I have several blocks, each having some integers in a shared memory array of size 512. How can I check if the array in every block contains a zero as an element?

What I am doing is creating an array that resides in the global memory. The size of this array depends on the number of blocks, and it is initialized to 0. Hence every block writes to a[blockid] = 1 if the shared memory array contains a zero.

My problem is when I have several threads in a single block writing at the same time. That is, if the array in the shared memory contains more than one zero, then several threads will write a[blockid] = 1. Would this generate any problem?

In other words, would it be a problem if 2 threads write the exact same value to the exact same array element in global memory?

4

4 Answers

23
votes

For a CUDA program, if multiple threads in a warp write to the same location then the location will be updated but it is undefined how many times the location is updated (i.e. how many actual writes occur in series) and it is undefined which thread will write last (i.e. which thread will win the race).

For devices of compute capability 2.x, if multiple threads in a warp write to the same address then only one thread will actually perform the write, which thread is undefined.

From the CUDA C Programming Guide section F.4.2:

If a non-atomic instruction executed by a warp writes to the same location in global memory for more than one of the threads of the warp, only one thread performs a write and which thread does it is undefined.

See also section 4.1 of the guide for more info.

In other words, if all threads writing to a given location write the same value, then it is safe.

14
votes

In the CUDA execution model, there are no guarantees that every simultaneous write from threads in the same block to the same global memory location will succeed. At least one write will work, but it isn't guaranteed by the programming model how many write transactions will occur, or in what order they will occur if more than one transaction is executed.

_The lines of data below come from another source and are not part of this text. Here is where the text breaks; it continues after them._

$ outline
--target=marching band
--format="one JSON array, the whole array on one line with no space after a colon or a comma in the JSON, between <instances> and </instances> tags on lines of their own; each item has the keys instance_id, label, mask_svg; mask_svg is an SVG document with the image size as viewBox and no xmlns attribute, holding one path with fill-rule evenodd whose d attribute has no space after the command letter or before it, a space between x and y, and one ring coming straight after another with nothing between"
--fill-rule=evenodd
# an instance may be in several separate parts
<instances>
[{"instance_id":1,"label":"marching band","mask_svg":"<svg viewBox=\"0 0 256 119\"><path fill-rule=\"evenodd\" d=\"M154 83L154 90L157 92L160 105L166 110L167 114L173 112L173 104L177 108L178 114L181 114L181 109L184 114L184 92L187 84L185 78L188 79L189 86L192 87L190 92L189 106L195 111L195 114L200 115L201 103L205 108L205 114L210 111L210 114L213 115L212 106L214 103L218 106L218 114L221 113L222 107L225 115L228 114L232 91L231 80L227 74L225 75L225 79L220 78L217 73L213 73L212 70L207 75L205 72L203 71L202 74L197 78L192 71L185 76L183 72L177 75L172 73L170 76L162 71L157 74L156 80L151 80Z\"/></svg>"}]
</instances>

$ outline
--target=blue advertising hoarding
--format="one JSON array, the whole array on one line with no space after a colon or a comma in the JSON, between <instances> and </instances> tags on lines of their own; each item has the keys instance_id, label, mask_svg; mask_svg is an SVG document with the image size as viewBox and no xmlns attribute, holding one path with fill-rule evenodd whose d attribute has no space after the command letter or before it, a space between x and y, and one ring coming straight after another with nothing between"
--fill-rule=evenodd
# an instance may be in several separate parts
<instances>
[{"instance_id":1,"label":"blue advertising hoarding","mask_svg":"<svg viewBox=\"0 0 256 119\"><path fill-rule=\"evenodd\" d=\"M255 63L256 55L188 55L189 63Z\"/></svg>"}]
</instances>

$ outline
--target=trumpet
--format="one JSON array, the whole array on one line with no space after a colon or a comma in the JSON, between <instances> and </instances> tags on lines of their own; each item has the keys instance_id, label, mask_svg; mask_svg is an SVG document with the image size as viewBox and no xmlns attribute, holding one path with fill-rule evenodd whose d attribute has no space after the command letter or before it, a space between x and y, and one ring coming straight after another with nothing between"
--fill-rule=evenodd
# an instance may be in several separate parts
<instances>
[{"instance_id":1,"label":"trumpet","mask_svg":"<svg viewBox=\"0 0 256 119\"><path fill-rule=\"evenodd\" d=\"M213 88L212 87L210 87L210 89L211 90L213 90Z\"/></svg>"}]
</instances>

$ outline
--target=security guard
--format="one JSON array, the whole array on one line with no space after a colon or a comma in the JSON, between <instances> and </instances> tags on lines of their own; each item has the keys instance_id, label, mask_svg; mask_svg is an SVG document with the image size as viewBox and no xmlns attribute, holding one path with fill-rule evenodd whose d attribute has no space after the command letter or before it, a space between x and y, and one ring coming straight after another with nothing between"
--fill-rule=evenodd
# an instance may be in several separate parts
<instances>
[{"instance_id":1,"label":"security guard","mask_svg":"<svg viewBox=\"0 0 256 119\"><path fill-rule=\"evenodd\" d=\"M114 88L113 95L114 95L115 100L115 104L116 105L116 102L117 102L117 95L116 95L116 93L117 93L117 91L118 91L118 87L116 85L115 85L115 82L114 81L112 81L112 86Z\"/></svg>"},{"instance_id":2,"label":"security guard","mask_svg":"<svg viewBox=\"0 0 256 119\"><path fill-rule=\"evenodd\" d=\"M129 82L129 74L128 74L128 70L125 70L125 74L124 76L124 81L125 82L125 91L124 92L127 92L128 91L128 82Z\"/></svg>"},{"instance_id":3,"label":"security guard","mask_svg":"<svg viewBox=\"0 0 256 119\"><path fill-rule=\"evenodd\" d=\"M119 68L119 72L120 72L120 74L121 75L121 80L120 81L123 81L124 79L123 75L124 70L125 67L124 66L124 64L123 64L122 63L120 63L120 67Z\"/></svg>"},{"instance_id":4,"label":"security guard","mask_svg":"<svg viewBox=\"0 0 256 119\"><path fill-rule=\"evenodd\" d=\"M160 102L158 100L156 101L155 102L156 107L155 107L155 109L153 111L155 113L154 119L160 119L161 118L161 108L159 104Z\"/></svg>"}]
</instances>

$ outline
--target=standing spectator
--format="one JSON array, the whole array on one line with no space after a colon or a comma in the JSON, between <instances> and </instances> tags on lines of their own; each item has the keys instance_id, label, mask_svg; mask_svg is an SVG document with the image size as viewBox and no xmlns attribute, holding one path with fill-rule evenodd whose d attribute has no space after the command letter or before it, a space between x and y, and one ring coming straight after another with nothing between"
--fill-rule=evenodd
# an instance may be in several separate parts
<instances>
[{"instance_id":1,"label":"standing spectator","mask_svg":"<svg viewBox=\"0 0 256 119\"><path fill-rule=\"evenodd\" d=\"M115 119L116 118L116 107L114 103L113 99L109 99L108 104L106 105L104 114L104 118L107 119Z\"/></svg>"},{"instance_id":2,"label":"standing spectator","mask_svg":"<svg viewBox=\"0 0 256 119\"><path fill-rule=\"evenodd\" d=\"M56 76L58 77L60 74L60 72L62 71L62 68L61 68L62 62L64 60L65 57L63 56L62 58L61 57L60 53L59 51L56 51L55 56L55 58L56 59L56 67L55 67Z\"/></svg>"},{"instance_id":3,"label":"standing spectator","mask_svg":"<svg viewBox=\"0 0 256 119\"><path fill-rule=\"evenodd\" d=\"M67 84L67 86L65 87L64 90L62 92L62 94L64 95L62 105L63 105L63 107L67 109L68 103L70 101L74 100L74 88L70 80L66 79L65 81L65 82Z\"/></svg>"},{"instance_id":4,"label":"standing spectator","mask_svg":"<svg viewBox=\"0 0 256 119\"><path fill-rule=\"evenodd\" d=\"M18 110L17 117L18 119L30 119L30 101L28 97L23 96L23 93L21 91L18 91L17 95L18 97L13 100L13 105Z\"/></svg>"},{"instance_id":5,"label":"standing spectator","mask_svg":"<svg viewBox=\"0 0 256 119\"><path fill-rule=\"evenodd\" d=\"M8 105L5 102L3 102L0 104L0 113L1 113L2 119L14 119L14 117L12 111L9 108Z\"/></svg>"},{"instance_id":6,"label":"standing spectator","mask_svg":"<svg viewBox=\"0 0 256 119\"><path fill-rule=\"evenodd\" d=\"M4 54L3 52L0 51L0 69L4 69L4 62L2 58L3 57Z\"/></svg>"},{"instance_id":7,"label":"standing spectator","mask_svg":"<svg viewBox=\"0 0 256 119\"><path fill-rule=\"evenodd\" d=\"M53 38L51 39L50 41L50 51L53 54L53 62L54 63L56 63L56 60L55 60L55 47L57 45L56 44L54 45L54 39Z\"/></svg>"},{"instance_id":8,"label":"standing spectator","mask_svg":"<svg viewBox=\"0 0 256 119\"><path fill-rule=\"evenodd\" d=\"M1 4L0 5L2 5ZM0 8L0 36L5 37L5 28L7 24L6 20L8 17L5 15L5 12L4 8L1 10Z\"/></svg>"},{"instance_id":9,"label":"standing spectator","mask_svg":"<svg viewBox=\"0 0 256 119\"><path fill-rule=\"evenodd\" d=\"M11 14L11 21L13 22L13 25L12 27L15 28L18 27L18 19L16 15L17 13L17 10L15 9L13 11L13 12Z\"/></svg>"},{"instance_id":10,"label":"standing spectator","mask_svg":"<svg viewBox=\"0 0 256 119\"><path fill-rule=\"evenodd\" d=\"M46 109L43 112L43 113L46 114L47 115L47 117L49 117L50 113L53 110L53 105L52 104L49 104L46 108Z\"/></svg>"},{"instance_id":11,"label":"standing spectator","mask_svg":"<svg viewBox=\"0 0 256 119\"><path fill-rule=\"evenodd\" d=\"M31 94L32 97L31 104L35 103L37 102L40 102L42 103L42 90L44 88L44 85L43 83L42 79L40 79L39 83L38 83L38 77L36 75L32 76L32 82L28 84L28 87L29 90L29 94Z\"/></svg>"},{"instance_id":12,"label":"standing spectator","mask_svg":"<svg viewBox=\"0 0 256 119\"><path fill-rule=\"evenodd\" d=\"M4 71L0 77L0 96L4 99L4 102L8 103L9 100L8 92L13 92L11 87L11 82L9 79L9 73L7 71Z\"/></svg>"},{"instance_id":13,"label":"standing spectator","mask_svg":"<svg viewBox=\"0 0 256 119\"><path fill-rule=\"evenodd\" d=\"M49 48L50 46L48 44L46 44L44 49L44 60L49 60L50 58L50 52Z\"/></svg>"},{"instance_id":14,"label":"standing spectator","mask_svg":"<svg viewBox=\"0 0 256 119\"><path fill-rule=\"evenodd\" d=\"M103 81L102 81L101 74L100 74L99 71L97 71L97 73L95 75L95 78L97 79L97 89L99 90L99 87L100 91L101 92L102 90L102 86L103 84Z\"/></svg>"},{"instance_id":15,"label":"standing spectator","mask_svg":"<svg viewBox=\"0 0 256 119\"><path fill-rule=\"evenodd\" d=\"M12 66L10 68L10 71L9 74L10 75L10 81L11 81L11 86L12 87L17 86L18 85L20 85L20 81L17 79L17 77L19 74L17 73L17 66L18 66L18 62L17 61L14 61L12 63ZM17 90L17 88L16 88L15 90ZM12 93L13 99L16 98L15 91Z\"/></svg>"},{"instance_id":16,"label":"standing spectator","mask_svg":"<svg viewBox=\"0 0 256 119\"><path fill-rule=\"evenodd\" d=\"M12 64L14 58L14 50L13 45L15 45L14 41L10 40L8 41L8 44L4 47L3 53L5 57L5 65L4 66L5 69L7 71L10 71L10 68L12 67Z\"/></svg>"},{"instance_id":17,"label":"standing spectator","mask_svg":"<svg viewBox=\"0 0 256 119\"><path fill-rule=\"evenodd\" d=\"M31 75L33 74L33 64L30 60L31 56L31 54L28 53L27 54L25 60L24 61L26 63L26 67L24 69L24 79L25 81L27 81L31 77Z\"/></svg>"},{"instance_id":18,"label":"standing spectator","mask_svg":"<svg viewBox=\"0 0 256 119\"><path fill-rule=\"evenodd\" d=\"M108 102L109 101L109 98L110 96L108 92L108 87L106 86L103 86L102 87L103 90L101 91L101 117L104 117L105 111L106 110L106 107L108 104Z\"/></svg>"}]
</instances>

If this is a problem, then a better approach (from a correctness point of view), would be to have only one thread from each block do the global write. You can either use a shared memory flag set atomically or a reduction operation to determine whether the value should be set. Which you choose might depend on how many zeros there are likely to be. The more zeroes there are, the more attractive the reduction will be. CUDA includes warp level __any() and __all() operators which can be built into a very efficient boolean reduction in a few lines of code.

0
votes

Yes, it will be a problem called as Race Condition.
You should consider synchronizing access to the global data through process Semaphores

0
votes

While not a mutex or semaphore, CUDA does contain a synchronization primative you can utilize for serializing access to a given code segment or memory location. Through the __syncthreads() function, you can create a barrier so that any given thread blocks at the point of the command call until all the threads in a given block have executed the __syncthreads() command. That way you can hopefully serialize access to your memory location and avoid a situation where two threads need to write to the same memory location at the same time. The only warning is that all the threads have to at some point execute __syncthreads(), or else you will end up with a dead-lock situation. So don't place the call inside some conditional if-statement where some threads may never execute the command. If you do approach your problem like this, there will need to be some provision made for the threads that don't initially call __syncthreads() to call the function later in order to avoid deadlock.